Une fois debout, je fais coulisser les rideaux violets à licornes (choisis par Rose, quelle question) avant d’ouvrir la fenêtre en grand. Il fait moche.
C’est fou cette envie de champignons.
En plus, quelque chose crépite dans ma tête, un crachotis désagréable, comme si j’avais de l’eau dans l’oreille.
La voix d’Astrid me parvient depuis la cuisine, impérieuse :
– Daniel ! Qu’est-ce que tu fais ? Dépêche-toi !
Grommelant, je saute dans mes chaussons trop petits tandis que des visions de cèpes et de girolles sautillent à travers mon cerveau embrumé. Ça craint.
De toute façon, tout – ou presque – craint depuis que nous sommes à Fort-Briac.
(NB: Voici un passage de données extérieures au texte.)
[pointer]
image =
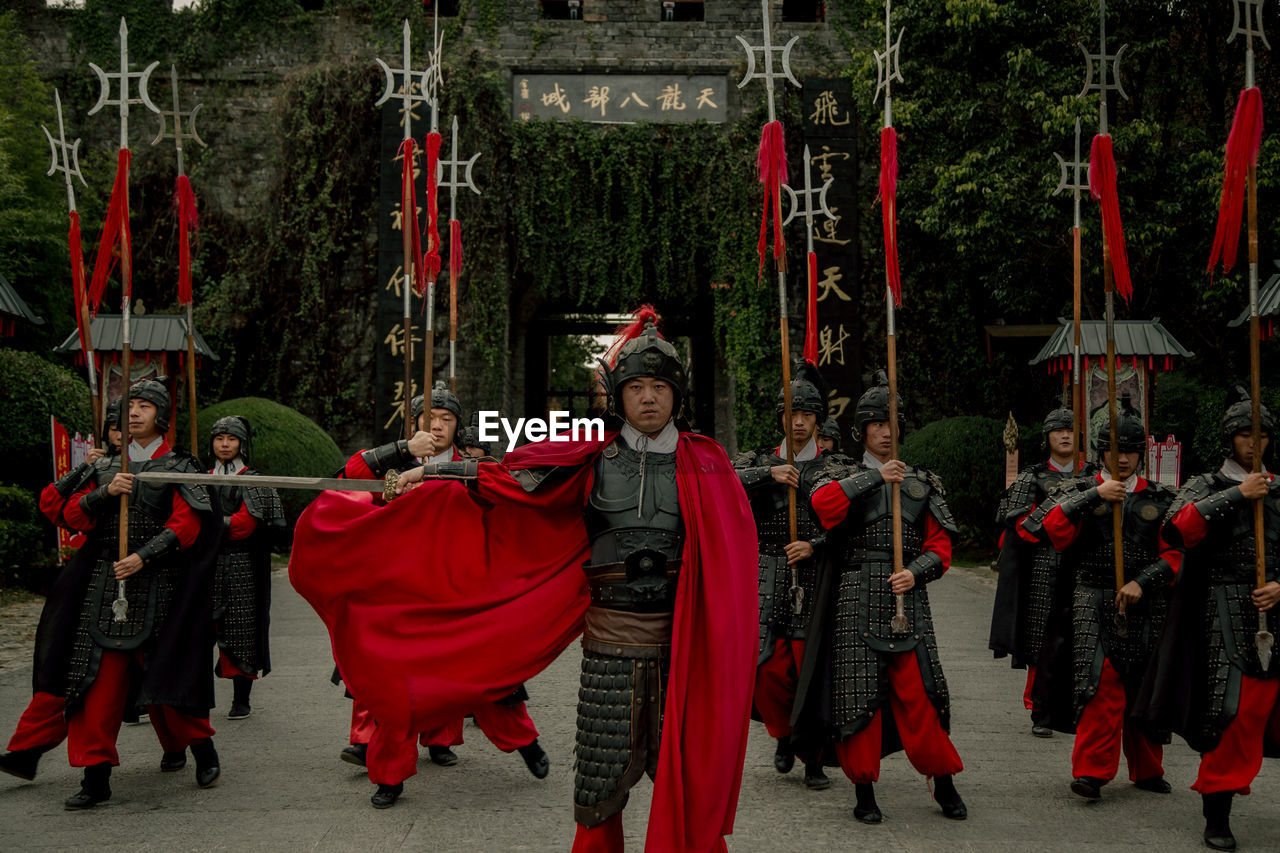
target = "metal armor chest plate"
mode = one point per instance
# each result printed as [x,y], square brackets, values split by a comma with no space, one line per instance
[632,520]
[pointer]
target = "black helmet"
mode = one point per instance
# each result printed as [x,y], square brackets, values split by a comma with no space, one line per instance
[113,414]
[234,425]
[830,428]
[644,352]
[873,407]
[155,393]
[1239,418]
[1130,432]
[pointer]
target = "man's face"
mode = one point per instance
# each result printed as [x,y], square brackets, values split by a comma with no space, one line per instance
[1242,447]
[443,425]
[648,404]
[225,447]
[803,425]
[1060,443]
[142,420]
[878,439]
[1125,463]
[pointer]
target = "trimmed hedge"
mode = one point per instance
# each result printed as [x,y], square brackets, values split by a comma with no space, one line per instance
[31,389]
[286,443]
[969,455]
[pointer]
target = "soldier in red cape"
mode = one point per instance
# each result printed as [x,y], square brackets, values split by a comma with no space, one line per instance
[666,606]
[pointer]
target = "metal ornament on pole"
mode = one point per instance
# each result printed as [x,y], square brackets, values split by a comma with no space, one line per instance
[407,99]
[767,51]
[65,159]
[1075,178]
[178,135]
[887,69]
[1104,59]
[803,204]
[451,169]
[120,606]
[1264,641]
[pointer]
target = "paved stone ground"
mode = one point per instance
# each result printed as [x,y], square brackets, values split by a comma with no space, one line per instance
[284,789]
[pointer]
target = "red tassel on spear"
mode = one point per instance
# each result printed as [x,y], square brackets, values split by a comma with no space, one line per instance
[888,210]
[188,220]
[1102,186]
[771,162]
[1242,151]
[115,232]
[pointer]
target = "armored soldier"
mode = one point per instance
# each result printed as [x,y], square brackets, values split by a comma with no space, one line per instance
[664,533]
[787,573]
[828,436]
[1091,685]
[42,724]
[160,633]
[252,519]
[1029,588]
[874,667]
[1210,682]
[506,723]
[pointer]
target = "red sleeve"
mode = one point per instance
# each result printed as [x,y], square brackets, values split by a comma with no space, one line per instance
[242,524]
[356,468]
[183,520]
[1191,525]
[831,505]
[74,516]
[937,539]
[1060,530]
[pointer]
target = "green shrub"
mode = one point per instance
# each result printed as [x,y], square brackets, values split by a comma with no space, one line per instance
[31,389]
[286,443]
[969,455]
[24,551]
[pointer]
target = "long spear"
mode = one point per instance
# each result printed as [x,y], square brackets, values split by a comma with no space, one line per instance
[1077,185]
[888,68]
[772,163]
[1242,168]
[184,204]
[452,182]
[411,236]
[118,222]
[1115,263]
[65,159]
– Tu as vraiment une tête à faire peur aujourd’hui, me lance Astrid au moment où je passe le seuil de la cuisine. Tu vas avoir un succès fou au collège...
Mort de rire.
Le collège. Voici l’une des raisons à mon humeur maussade. Hier, première journée dans le nouveau collège, en plein mois de mars. L’horreur.
– Ça va bien se passer, avait promis maman. Il faut le temps de trouver sa place.
– Surtout ne te fais pas remarquer, avait conseillé Astrid. Le collège, c’est la jungle.
– Daniel ? Ça ne va pas ?
Astrid se penche vers moi, soucieuse, son rideau de longs cheveux blonds balayant le dessus de la nappe. Elle a le même visage sérieux que maman, ses yeux bleus, ses traits réguliers. Une vraie fleur des champs de quinze ans et demi. Elle fronce son joli petit nez et cherche mon regard dans le bol de corn flakes.
Je marmonne : « Mal dormi ».
Je ne vais quand même pas lui parler de mes envies de champignons ni des crachotis qui vont et viennent dans ma tête depuis que je me suis levé.
Discrètement, je frotte mes oreilles pour dissiper cette impression désagréable qui refait surface.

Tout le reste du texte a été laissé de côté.